A small example. I am working on a guy's machine that has become slow and often unresponsive. I find that most of the security settings have been turned off, and he's working with somewhere in the neighborhood of 30 different spyware programs running.
When I ask him about it I get the standard "Ain't that terrible that people do that" look, and he gives me the same excuse I hear over and over. He turns off the security items when he finds that they prevent him from clicking x, opening y, or doing z. I mention the Symantec antivirus product he has and he says "Yeah, that thing keeps popping up all the time, is there any way you can get rid of that too?

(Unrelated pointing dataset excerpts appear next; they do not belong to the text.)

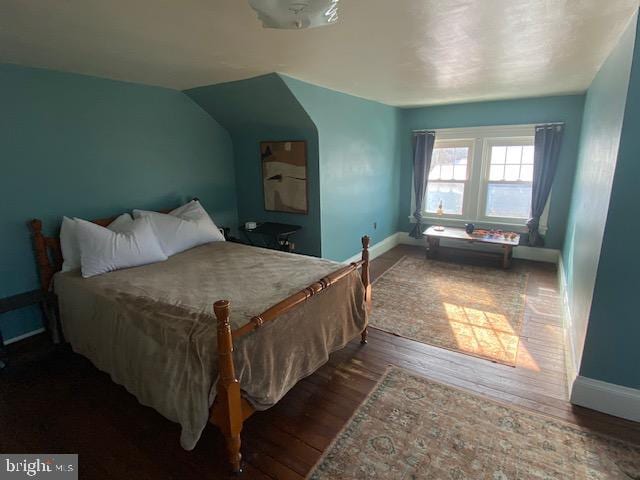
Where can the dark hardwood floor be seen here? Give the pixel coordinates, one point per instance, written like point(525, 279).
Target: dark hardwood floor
point(56, 401)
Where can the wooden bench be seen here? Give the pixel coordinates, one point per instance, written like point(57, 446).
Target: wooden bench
point(508, 242)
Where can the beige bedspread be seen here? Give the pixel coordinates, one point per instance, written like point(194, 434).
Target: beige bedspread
point(153, 330)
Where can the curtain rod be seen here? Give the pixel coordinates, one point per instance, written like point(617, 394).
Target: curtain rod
point(424, 130)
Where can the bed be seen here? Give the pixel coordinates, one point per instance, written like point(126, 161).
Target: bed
point(214, 333)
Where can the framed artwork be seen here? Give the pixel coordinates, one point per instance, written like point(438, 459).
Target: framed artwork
point(284, 176)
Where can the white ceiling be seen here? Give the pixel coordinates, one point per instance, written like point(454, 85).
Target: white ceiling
point(399, 52)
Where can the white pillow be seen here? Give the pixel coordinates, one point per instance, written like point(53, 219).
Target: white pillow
point(183, 228)
point(102, 250)
point(69, 239)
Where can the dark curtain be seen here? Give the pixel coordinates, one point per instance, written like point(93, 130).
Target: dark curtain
point(546, 149)
point(422, 150)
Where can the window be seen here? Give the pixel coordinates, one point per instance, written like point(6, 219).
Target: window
point(510, 173)
point(448, 177)
point(482, 175)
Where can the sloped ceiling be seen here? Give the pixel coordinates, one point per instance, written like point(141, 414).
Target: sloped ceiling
point(401, 52)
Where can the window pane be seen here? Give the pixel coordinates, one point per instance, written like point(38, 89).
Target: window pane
point(461, 156)
point(451, 195)
point(514, 154)
point(511, 172)
point(527, 154)
point(510, 201)
point(449, 163)
point(446, 172)
point(496, 172)
point(497, 155)
point(526, 173)
point(460, 172)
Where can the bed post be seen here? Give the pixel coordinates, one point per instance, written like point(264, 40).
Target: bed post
point(40, 246)
point(366, 281)
point(229, 414)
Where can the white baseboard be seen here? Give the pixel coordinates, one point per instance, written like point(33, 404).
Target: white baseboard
point(23, 336)
point(570, 352)
point(606, 397)
point(537, 254)
point(379, 248)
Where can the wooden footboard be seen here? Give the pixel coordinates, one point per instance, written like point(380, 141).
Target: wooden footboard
point(230, 409)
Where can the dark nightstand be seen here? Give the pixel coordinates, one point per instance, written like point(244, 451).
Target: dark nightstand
point(34, 297)
point(271, 235)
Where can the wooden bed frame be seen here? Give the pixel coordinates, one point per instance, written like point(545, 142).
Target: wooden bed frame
point(229, 409)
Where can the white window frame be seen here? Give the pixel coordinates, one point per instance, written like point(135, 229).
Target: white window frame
point(488, 143)
point(478, 163)
point(456, 143)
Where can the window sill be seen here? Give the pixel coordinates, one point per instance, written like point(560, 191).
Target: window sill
point(460, 222)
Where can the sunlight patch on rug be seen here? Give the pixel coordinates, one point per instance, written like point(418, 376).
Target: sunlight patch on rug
point(413, 428)
point(474, 310)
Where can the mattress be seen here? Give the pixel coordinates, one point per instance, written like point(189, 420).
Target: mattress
point(152, 328)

I'm not kidding, he said that. I realized then that to him, the security popups, the malware popups, etc., were all the same thing. Annoyances. When he bumped into a malware annoyance, he tried to get rid of it, and when he found that his security was getting in the way, he tried to get rid of it. MS and other folks who make security products tend to build walls around ignorant users, and ignorant users hate nothing if they don't hate a wall.
I can run around a year without any virus checker on my PC before I finally get nailed. With his machine burdened with numerous security programs, I am back at that guy's house once ever 2 or 3 months like clockwork. He's the perfect everyman example of people running compromised PCs. Kingbee's example is very apt, he doesn't know what the extension of the file he's clicking is, because unless I set it to show, he never sees the extension.
I am happy that MS is fixing a lot of their old flaws, and making serious headway into securing their OS. I feel that much of it, though, isn't what it appears to be. As long as they work well, and don't build walls between the user and what they want to do, they'll be fine. WHen they are used to oversee 'ignorant' users without making them understand what is going on, they'll just be considered built-in annoyances.